И как в сказках народных, как у Моро, эти видения движутся в обстановке, нарисованной с изумительной яркостью, определенностью, точностью. Поразительна масса вещей, деталей, наполняющих его произведения, выдержанных в стиле самых разнообразных эпох, его знание техники разных профессий. В Швобе высоко развита «любовь к вещам», свойство редкое и характеризующее людей с большой эстетической культурой. Эти вещи у него иногда живут своей мистической жизнью (как в простых сказках): укажем хоть бы на страницы, посвященные «бегству Монеллы», или на средневековый город в «Звезде». Этот богатый декоративный фон в гармоническом контрасте с выступающими на нем образами создает особую прелесть, законченное совершенство его сказок. Отметим еще, что этот фон часто тоже совсем иллюзорен и создается воображением героев (напр. «Мечтательница», «Разочарованная», «Услышанная» — в «Книге Монеллы»), но эффект остается тот же, как род оптического обмана. Вообще, у Швоба часто трудно определить источник чудесного: субъективно-психологический ли — его героев, или объективно-эпический. Реальность с чудесным у него нераздельно слита.

Мы в смущении, желая охарактеризовать стиль Швоба. Это стиль единственный и своеобразный и в то же время до неузнаваемости похожий на десятки других стилей. В этом писателе необычно развиты страсть и способность ассимилироваться.
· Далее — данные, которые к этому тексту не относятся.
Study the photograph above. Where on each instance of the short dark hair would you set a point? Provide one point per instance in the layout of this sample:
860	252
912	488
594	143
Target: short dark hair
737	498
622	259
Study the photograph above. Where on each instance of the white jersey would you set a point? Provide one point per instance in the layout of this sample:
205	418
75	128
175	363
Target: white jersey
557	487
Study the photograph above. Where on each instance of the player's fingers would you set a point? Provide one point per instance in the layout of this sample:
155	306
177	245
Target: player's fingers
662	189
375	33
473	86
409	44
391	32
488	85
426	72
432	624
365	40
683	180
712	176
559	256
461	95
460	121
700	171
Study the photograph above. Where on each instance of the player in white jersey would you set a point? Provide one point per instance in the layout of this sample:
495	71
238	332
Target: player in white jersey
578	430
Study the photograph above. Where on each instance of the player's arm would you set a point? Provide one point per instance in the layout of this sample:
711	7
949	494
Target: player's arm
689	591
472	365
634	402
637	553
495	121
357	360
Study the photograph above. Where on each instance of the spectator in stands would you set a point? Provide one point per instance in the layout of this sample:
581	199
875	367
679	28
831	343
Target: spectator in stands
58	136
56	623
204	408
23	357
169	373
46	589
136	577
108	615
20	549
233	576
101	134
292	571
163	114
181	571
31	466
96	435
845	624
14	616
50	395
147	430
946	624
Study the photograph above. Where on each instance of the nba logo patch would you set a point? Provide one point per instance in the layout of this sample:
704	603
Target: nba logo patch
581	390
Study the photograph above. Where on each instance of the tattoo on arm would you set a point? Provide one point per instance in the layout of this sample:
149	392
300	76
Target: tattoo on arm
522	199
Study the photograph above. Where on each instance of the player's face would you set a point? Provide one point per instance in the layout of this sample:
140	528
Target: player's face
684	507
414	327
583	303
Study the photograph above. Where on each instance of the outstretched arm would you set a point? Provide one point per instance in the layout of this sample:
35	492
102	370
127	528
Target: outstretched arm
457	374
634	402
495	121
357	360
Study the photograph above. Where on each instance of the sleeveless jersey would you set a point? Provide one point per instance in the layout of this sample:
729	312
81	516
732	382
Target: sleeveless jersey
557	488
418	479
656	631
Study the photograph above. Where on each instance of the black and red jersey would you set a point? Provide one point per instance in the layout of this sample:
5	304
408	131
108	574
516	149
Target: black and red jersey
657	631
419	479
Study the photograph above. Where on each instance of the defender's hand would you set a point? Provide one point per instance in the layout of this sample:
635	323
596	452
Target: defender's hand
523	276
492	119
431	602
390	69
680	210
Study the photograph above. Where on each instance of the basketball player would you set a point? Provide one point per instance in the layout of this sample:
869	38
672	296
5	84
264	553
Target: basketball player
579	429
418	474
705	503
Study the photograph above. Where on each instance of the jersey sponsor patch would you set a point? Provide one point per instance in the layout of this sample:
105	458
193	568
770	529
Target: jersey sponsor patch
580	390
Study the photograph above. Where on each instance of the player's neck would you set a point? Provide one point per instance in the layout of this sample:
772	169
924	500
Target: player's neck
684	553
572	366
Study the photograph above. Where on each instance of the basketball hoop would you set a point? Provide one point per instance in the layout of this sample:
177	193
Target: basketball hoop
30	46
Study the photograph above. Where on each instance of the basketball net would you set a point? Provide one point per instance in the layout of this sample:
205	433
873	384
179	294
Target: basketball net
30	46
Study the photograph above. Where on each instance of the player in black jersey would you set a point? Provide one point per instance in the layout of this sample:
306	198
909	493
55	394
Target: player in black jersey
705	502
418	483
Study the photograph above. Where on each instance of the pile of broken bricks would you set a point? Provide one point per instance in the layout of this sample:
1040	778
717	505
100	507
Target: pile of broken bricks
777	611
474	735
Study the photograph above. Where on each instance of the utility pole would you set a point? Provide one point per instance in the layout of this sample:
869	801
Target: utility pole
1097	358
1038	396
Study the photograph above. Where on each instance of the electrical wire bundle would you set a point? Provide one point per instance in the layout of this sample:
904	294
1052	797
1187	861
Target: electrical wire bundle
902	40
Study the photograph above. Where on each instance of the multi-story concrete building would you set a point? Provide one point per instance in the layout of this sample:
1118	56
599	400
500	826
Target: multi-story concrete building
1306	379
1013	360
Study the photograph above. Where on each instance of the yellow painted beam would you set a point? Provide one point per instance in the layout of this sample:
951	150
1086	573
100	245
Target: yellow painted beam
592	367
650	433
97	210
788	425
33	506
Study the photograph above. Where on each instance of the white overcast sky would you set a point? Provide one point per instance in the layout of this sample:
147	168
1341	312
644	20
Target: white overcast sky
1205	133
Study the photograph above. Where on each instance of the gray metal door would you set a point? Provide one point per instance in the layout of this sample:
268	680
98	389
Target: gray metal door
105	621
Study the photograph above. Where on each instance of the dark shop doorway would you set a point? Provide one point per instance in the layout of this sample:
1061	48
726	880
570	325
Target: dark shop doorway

Как он сумел в каждом рассказе воссоздать дух, чувства, обстановку эпохи, места и личностей, так он владел с полной свободой языком и стилем всех эпох, общественных положений и авторов.[6]. Среди его рассказов вы встретите написанные чистым воровским жаргоном, чистым бретонским наречием, языком бродяг 15-го столетия; его «Мимы»[7], переведенные на греческий язык и найденные при раскопках, наверно, сочтены были бы Академией за драгоценную античную находку; «Крестовый поход» и множество других рассказов дают понятие о том, как меняется его стиль с людьми: от детского лепета до папской старческой торжественности (и то, какая разница между двумя папами). Мало того, есть среди его рассказов до неузнаваемости выдержанные в стиле Диккенса, Марка Твена и Эдгара По, и Флобер не отказался бы признать «Царя в золотой маске» за свое произведение. И все же в этом стиле есть что-то почти неуловимое, свойственное самому Швобу. Нам кажется, что это — лиризм, иногда нежно-грустный, любовный, иногда чуть-чуть иронический, выраженный не в словах, а в самом тоне рассказа, в его ритме и, повторяем, едва уловимый, но доминирующий над чужими стилями. И еще — музыкальная, иногда библейская ритмичность, свободная, не окостенелая в размеренных, определенных формах.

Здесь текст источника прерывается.